Apa artinya bagi anda (dan saya)?
Artinya pada kelompok harga baru, anda (mungkin) bisa membeli saham LEBIH MURAH dan (mungkin) bisa menjual saham LEBIH MAHAL dibandingkan pada kelompok harga lama.
Masa iye, sih, pikir anda dalam hati.
Ilustrasi berikut akan memperjelas pernyataan di atas.
Misalkan Cecep mau membeli beras dan pergi ke pasar Lomo. Tiba di pasar Lomo, Cecep melihat sederetan toko beras di dekat gerbang pasar.
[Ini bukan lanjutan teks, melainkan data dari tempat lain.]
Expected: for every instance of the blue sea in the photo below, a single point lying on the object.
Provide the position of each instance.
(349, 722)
Cecep menghampiri Tancu, toko beras yang menempati 8 kios tapi kelihatan sesak karena penuh dengan beras berkarung-karung.
"Ko, beras rojolele satu kilo berapa?" tanya Cecep.
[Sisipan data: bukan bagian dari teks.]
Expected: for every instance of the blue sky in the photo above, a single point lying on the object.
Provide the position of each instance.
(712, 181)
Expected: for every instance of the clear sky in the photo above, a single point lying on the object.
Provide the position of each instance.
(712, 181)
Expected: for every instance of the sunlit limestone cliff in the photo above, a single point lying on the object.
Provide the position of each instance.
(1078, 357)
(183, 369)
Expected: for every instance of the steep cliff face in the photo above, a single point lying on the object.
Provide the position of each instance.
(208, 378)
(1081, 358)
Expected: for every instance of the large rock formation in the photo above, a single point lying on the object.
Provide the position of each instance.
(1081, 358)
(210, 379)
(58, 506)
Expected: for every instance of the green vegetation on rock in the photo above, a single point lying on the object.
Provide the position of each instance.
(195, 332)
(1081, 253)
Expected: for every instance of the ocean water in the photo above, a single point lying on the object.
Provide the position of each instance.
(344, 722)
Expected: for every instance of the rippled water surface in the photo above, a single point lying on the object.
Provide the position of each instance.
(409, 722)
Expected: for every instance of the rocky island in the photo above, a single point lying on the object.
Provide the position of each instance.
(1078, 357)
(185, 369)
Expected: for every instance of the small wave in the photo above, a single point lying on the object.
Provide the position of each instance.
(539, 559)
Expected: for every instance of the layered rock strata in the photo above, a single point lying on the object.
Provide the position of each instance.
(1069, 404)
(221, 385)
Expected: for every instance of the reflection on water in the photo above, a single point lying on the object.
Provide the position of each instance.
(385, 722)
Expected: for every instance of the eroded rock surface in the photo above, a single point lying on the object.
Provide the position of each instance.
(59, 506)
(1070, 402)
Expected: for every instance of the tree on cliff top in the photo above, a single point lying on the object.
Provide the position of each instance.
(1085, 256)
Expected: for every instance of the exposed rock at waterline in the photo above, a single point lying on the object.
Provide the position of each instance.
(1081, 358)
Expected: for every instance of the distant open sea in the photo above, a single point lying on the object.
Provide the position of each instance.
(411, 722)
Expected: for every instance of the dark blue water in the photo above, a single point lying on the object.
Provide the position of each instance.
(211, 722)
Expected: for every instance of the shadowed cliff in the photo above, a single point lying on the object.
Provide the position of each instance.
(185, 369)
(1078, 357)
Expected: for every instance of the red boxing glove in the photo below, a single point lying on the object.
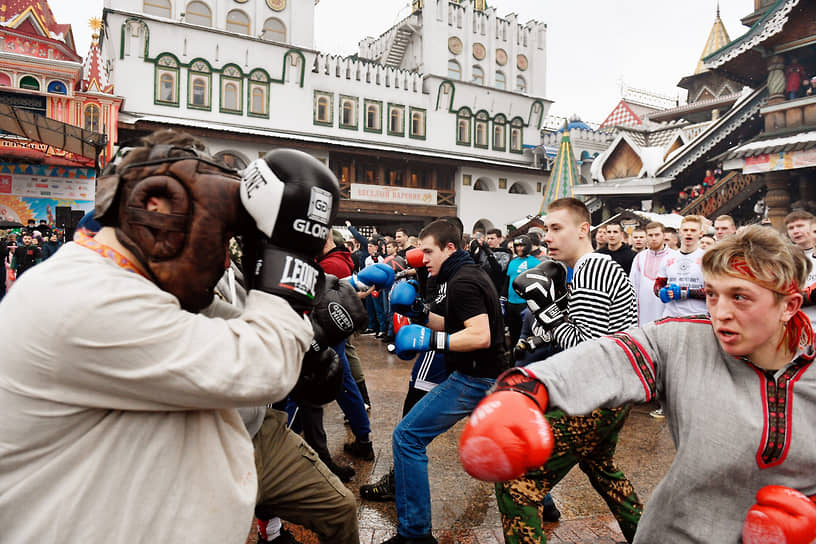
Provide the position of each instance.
(781, 515)
(399, 321)
(507, 433)
(415, 258)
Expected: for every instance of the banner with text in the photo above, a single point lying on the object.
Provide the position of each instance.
(395, 195)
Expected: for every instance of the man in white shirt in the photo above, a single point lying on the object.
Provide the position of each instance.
(645, 269)
(679, 284)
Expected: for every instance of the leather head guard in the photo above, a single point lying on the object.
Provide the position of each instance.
(184, 250)
(523, 241)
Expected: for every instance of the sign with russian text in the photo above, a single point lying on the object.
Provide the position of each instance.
(395, 195)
"10.000," jawab ko Akong, si empunya toko.
"Kurangin dong, ko."
"Kalau ambil banyak, 9.500," jawab ko Akong sambil mengibas-ngibaskan koran ke wajahnya mengusir hawa panas.
"9.200 boleh, ko?" kata Cecep berusaha menawar.
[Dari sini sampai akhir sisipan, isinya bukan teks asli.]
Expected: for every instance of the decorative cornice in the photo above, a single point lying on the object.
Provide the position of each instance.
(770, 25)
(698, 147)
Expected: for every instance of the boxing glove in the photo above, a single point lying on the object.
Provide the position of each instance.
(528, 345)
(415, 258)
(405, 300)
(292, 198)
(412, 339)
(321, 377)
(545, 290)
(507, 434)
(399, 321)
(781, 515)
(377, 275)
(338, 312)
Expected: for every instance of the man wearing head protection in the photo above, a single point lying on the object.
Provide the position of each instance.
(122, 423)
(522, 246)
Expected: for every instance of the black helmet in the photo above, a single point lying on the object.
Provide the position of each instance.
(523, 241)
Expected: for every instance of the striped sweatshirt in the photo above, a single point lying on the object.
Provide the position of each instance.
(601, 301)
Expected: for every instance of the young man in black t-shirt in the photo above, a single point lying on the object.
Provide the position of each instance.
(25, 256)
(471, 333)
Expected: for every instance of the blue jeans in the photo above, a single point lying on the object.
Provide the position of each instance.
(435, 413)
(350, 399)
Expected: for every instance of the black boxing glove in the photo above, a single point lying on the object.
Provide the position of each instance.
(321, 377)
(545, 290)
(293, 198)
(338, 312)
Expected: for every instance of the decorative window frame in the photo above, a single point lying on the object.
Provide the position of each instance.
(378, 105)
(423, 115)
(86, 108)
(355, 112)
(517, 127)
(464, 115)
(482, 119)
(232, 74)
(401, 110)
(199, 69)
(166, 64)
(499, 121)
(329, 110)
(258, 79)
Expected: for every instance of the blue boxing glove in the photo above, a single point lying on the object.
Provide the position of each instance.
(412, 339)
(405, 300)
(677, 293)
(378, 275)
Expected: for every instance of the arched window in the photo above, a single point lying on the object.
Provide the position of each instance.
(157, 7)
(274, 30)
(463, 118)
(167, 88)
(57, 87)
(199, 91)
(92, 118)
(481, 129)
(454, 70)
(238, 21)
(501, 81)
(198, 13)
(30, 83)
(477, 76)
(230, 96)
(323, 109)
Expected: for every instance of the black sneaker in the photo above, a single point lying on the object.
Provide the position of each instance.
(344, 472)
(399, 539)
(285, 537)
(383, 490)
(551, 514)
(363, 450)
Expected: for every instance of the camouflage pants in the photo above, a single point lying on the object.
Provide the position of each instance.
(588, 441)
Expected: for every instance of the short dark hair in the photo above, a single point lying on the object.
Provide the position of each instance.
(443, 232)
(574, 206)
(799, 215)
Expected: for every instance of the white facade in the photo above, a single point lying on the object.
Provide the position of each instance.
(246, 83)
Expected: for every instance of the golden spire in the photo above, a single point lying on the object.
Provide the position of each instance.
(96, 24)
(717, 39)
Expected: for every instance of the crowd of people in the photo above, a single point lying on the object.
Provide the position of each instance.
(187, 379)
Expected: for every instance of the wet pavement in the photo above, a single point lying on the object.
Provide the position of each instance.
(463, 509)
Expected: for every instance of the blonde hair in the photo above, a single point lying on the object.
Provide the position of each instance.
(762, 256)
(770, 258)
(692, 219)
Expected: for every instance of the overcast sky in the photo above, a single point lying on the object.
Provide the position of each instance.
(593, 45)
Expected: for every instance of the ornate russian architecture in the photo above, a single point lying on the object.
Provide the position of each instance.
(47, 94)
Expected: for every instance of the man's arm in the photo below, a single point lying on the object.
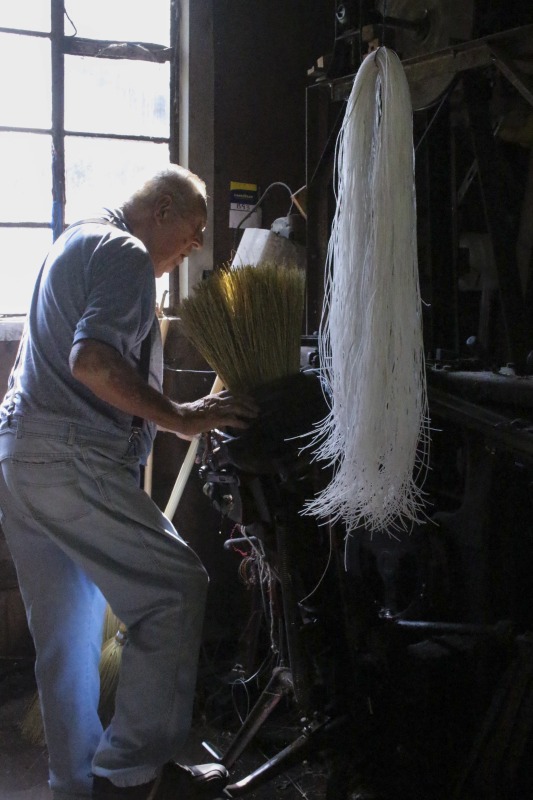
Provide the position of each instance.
(106, 373)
"Gak bisa lah. Di pasar ini, harga beras harus dalam kelipatan 500."
"Lho, kok gitu?" kata Cecep sambil menggaruk-garuk kepala (yang memang gatal karena banyak ketombenya).
"Iya," jawab ko Akong. " Memang aturannya begitu. Harga beras di sini sekilo harus kelipatan 500. Kalau lebih murah dari 9.500 berarti owe harus jual 9.000. Rugi lah. 9.500 udah murah kok."
Cecep makin bingung; makin keras ia menggaruk kepalanya.
Setelah mengucapkan terima kasih Cecep mampir ke toko beras lain di pasar Lomo. Semua sama saja: Harga termurah tetap 9.500, harga beras harus dalam kelipatan 500, dan tidak ada toko yang mau jual di harga 9.000. Makin keras Cecep menggaruk kepalanya.
Sebelum rambutnya rontok lebih banyak, Cecep memutuskan untuk mengunjungi pasar Waru yang lokasinya sekitar 800 meter dari pasar Lomo. Sampai di pasar Waru, Cecep menghampiri toko beras Wangi. Tokonya relatif kecil tapi terlihat rapi dan bersih.
"Bu, beras rojolele sekilo berapa?" tanya Cecep pada penjaga toko.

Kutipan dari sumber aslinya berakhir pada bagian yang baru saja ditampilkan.